The Long- tailed Tit is probably one of the most charismatic and charming birds to be seen on Barnes Common or at Leg o’ Mutton.  A small, pink, black and white bird with a long tail and weighing less than a pound coin, it may be found anywhere, but particularly in the denser areas of gorse.

Gregarious and noisy with their high-pitched see-see-see calls, they are probably most easily seen in winter when small, excitable flocks of a dozen to 20 birds can be seen moving through the woods, hedgerows and bushes looking for food, usually insects but occasionally seeds.

Overnight, Long-tailed Tits will often bed down together, huddling into a ball to conserve their energy. Very cold winters can result in high mortality so garden feeders can prove to be a lifeline, especially where suet balls are on the menu.

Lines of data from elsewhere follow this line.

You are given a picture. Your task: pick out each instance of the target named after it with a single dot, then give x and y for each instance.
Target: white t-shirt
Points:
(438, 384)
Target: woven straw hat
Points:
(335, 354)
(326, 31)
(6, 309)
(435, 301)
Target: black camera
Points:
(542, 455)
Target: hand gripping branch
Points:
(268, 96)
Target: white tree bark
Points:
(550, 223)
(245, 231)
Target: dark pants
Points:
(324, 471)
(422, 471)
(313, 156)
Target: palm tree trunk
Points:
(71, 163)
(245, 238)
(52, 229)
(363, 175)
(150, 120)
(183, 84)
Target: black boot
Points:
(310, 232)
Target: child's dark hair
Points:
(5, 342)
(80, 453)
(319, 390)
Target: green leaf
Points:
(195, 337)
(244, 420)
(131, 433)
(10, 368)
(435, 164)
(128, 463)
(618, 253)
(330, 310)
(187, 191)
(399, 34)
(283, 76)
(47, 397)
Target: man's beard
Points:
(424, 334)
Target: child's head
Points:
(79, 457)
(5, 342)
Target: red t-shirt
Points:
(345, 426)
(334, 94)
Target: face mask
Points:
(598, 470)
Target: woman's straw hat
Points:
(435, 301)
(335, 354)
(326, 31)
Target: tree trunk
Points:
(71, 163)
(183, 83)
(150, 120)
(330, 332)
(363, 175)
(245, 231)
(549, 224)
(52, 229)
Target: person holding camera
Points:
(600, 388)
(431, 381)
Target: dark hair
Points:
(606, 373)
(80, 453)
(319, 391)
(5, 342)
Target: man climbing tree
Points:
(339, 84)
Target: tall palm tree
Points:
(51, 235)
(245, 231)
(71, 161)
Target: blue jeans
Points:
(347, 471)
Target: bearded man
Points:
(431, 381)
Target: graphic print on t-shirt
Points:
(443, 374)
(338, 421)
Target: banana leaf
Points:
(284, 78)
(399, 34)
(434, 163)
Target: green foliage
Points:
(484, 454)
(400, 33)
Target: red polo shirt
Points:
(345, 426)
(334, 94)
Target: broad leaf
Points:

The breeding season starts early, often in February. The nest is truly a wonder of nature and architecture. Constructed by both the male and female in about three weeks, nests are composed of moss, lichen and feathers which are glued together with spider silk that is used to form small loops that snare the tiny, hook-like leaves of the moss. Even lining the nest is a major task where 1500 or more downy feathers may be used. This dis-used nest was found several years ago on the Common and is a constant source of wonder and delight for children and adults alike.

Predation of the nests can be quite widespread but pairs that fail to raise young will then go and help other pairs nearby – a process known as cooperative breeding which seems to guarantee new generations of this delightful little bird on the Common.